Patient & whanau centred care standards


Patient and Whānau Centred Care StandardsWhat are 'Patient and Whanau Centred Care Standards'?

The 'Patient and Whānau Centred Care Standards’ have been set up to ensure we provide consistent high-quality patient care. The programme provide a framework to monitor, measure and evaluate key 'fundamental' components of patient care within our hospitals.


What are we trying to achieve?

We want to make sure that patients have the best experience possible when in our hospitals to support their recovery. This means getting the basics right, such as:

  • having consistently clean environments
  • making sure patients feel safe
  • making sure patients receive appropriate observations and monitoring
  • making sure patients get enough rest
  • making sure patients are well-fed
  • making sure patients are comfortable and their pain is well-managed To achieve consistent high-quality care, we want to develop clear standards of care that we expect all patients to receive during their hospital stay. The standards will be measured by observing practice as well as talking to patients and families / whānau and staff, so we will have a broad view of our patients' and staff care experience.

What did we find?

We reviewed feedback from patients, families / whānau and staff and this generally indicated that we do not consistently get the basics right. Some of the key areas of concern identified were:

  • nutrition and hydration
  • environmental cleanliness
  • patient observation and monitoring
  • management of pain
  • communication

In April we conducted a Care Standards audit on 27 wards where staff were observed providing patient care, and the ward environment was assessed. In addition 108 patients completed a survey about the care they received.

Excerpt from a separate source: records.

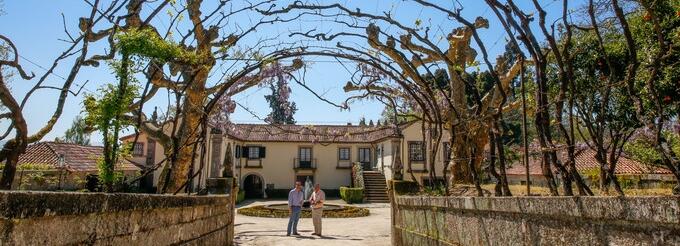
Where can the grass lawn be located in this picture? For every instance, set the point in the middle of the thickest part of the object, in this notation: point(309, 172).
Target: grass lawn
point(521, 190)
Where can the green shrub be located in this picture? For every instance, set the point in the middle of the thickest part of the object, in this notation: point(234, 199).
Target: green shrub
point(352, 195)
point(241, 196)
point(403, 187)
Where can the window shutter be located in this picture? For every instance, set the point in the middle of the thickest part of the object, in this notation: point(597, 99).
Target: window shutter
point(244, 151)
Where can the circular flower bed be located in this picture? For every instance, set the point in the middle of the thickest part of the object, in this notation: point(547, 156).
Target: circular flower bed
point(270, 212)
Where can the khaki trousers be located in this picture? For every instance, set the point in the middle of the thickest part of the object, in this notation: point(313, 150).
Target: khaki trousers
point(316, 219)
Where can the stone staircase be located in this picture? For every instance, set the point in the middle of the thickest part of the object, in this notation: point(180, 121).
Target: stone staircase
point(375, 187)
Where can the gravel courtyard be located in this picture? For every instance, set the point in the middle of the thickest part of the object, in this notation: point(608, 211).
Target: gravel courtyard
point(371, 230)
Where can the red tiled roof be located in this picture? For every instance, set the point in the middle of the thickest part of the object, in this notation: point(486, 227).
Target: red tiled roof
point(585, 160)
point(301, 133)
point(77, 158)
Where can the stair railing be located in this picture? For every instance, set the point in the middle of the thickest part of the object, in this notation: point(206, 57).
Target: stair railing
point(357, 175)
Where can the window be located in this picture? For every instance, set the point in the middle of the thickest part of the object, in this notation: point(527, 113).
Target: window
point(416, 151)
point(253, 152)
point(305, 154)
point(151, 152)
point(447, 151)
point(344, 154)
point(305, 157)
point(237, 151)
point(215, 158)
point(138, 150)
point(365, 155)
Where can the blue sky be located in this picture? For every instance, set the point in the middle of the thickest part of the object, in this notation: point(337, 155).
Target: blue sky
point(36, 28)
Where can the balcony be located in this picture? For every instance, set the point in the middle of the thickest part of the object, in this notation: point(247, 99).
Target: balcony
point(299, 164)
point(344, 164)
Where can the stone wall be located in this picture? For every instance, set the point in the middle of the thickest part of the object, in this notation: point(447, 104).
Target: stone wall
point(69, 218)
point(536, 221)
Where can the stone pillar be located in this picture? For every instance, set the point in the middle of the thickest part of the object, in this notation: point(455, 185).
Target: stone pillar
point(394, 212)
point(397, 167)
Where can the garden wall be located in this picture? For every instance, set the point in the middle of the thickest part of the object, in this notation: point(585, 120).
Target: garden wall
point(536, 221)
point(69, 218)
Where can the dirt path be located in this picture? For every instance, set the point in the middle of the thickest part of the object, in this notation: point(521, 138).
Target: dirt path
point(371, 230)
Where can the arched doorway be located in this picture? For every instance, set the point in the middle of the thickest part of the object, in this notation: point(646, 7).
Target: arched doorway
point(253, 186)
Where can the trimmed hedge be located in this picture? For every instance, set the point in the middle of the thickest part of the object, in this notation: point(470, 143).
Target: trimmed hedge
point(262, 211)
point(352, 195)
point(403, 187)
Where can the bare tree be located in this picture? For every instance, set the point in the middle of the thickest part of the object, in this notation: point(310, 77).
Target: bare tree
point(18, 133)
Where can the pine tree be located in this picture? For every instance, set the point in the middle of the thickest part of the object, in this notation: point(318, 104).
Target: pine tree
point(77, 134)
point(282, 110)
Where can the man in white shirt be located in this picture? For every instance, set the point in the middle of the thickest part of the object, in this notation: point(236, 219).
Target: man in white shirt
point(317, 200)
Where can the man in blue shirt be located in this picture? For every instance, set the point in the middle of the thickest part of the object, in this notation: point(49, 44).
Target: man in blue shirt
point(295, 199)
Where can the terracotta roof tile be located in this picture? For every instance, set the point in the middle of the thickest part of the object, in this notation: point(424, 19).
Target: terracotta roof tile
point(77, 158)
point(301, 133)
point(585, 160)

Here are some of the results from the audit and survey:


Results from Ward Audits:

Fundamentals of Care Audit Observations of General Ward Environment

Results from observations of the general environment of our hospitals' wards conducted by nursing staff showed that:

  • 96% of ward areas were observed to be clean and tidy
  • 96% of staff looked smart and professional in their appearance
  • 89% of wards were observed to be calm and noise was kept to a minimum
  • 89% of wards' patient toilets were observed to be clean

Results from Patient Satisfaction Survey:

Fundamentals of Care Audit Observations of General Ward Environment

Results from our patient survey on categories of care showed that:

  • 88% were satisfied that their personal care needs were met
  • 86% were satisfied with the food and fluid service and the maintenance of their privacy and dignity
  • 85% were satisfied with the level of communication and information provided
  • patients were least satisfied with the management of their pain and comfort and their ability to rest

Below are some of the comments used by patients to describe their experience in our hospital wards:

Comments from Patient Satisfaction Survey

What have we done?

We convened a multi-disciplinary steering group, chaired by the head of department of nursing in the Faculty of Social and Health Services at Unitec, Auckland.  The group helps prioritise work, reviews and tracks progress and reports on progress to our Clinical Governance Board.

We have completed a broad review of our current practice to identify priorities for improvement, including:

  • interviewing staff
  • analysis of patient and family feedback from the Friends & Family Test survey [view more about Friends & Family Test]
  • analysis of complaints
  • developing and carrying out a 'Care Standards' audit across Waitakere and North Shore Hospitals
  • carrying out stocktake of current projects that relate to the care standards

We also completed a review of literature to:

  • define the care standards
  • identify hospitals with similar programmes
  • learn about the factors that affect the delivery of care standards and what is needed to make the programme successful

Areas of Focus

As a result of the literature review and a review of current practice we have identified nine key areas of focus:

Nine key areas of focus for Care Standards


Where to from here?

The nine areas identified for improvement will be the basis of the standards of care that we are establishing. Once the expected standards are defined, in place and improvements made, we will conduct audits within our wards and we will continue to survey our patients to measure results over time.

We will provide an update on progress in next year’s quality account.